中学生のころ『氷河期が来る』という本がセンセーショナルに売り出され、むさぼるように読んだことがある。著者は元気象庁の根本順吉氏でカッパブックスから出ていた(カッパブックスのシリーズも昔はよく読んでいたが、いつのまにかなくなってしまっていた)。内容については中学生だったこともあって半分も理解できていなかったと思うが、著者名や出版社や新聞広告などの周辺情報はなぜか鮮明に覚えている。

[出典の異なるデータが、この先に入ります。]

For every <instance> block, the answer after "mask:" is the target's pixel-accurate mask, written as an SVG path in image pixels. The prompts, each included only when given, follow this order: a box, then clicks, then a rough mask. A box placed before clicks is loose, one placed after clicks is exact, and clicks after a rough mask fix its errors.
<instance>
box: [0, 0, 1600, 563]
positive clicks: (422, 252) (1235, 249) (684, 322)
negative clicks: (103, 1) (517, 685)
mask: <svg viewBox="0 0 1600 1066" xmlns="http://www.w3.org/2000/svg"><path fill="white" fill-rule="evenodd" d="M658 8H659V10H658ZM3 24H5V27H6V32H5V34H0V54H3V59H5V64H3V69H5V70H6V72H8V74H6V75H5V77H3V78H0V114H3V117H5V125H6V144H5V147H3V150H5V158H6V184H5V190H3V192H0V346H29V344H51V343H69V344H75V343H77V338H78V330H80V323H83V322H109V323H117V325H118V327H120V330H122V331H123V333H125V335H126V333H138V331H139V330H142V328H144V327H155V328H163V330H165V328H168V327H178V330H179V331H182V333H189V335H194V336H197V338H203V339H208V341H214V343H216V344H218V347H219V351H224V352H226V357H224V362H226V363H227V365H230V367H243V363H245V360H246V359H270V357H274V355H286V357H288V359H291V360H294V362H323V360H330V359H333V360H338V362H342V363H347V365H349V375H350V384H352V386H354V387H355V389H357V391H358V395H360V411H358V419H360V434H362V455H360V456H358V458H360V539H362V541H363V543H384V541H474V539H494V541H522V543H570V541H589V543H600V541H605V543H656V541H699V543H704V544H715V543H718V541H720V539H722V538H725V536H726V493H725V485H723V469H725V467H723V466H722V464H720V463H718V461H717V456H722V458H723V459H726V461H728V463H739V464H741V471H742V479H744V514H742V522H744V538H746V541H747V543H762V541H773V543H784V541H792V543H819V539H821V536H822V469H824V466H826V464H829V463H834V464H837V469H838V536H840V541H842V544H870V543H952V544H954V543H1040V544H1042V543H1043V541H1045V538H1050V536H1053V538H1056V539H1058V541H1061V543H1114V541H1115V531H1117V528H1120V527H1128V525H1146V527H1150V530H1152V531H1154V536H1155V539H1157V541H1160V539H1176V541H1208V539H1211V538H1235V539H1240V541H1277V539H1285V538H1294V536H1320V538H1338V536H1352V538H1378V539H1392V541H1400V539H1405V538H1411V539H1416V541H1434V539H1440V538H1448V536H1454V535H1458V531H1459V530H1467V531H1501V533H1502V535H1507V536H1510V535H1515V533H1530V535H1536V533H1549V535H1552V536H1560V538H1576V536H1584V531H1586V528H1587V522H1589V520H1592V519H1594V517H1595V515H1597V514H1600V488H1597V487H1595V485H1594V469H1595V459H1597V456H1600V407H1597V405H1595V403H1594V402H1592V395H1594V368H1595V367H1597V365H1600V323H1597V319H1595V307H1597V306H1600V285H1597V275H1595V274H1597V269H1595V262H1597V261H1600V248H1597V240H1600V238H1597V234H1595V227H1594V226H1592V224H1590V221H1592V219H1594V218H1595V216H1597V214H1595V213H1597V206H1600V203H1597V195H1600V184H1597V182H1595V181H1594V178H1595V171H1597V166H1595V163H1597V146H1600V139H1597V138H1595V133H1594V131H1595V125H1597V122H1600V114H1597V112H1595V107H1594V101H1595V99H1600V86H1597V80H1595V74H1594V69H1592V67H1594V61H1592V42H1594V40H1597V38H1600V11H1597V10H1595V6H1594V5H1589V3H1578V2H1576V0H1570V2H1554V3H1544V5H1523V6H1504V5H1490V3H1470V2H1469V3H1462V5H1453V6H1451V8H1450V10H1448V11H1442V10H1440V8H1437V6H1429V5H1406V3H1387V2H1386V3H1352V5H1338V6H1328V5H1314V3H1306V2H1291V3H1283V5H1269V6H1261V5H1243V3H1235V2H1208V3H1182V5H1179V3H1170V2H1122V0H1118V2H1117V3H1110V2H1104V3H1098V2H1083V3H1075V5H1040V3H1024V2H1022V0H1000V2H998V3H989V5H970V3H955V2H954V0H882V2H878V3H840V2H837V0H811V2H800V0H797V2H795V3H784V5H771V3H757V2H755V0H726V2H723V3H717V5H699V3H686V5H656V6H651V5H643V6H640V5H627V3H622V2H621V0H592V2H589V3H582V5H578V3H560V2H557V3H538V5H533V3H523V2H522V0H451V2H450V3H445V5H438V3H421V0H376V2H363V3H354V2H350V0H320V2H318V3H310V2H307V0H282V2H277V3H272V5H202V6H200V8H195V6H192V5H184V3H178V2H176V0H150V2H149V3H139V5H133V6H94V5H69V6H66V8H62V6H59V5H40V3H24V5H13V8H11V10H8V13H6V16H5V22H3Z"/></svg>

その後、寒冷化説を唱える人は温暖化説に押されてほとんどいなくなっていたが、最近になって寒冷化するという説が真剣に話されるようになってきたようだ。
たとえば
最近、地球温暖化が止まった、という「科学的な事実」がある
では、温暖化傾向が止まってきたという指摘があるし、
地球寒冷化では、アメリカの「Old Farmer's
Almanac」の最新2009年版で「地球は今後徐々に寒冷化していく」との予測を掲載していることを指摘している。
その根拠として太陽黒点数が減少していることが挙げられているそうだが、
太陽の黒点が約100年ぶりにゼロに、地球の気候に大影響かでは実際、太陽黒点数ゼロの記録が更新されたことが書かれている。
黒点が少ないということは太陽活動が低下しているということで、太陽活動の低下は地球の寒冷化を招くと考えられているようだ。
ヒートアイランドによって都市が温暖化しているのは確かだと思うが、地球全体が増大した二酸化炭素のために温暖化しているという話は最初に出した本を読んだ影響もあってか、ずっと眉唾だと思ってきた。
先日、あるテレビで鵜匠が出てきて、自らの自然観のようなものを語っていた中で「魚は湧いて出てくる」というような表現を使っていた。魚は弱いものだから人間が保護しなければならない存在だと現代の日本人は考えると思う。そういう現代の日本人の一人である自分も最初はこの「湧いて出てくる」という言葉にひどく違和感を感じたのだが、考えているうちに、それはかつての日本人の自然観を表しているのではないかと思うようになった。
明治以降、日本は西洋の思想によって自然は人間が征服していくものという考えを植え付けてきたが、それ以前は人間は自然の恵みによって生かされているものだと思っていたはずだ。
西洋の思想だと人間は自然を上から目線で見ることになるが、かつての日本人はその逆で自然は人間よりも上だと思っていた。「上から目線」という言葉を言い換えれば「人間の思い上がり」だ。自然の方が人間よりも上だと思っていれば、自然の(あるいは神の)恵みである魚が「湧いて出る」というのはごく素直に出てくる言葉だと思う。自然は弱いものだから保護するものだと思っている人は多いと思うが、それは思い上がりだ。実際、人間は木を切り倒し、人工物をこの地球に造って自然を破壊することを簡単にできるようになった。だが、ヒートアイランド現象のようにその報いは人間に返ってくる。
温暖化しているから二酸化炭素の排出量を減らしましょうというのも、人間が自然をコントロールできるという思い上がりから来ていると思う。今後、どうなっていくかはわからないが寒冷化していったとしたら、何とも皮肉なことではないか。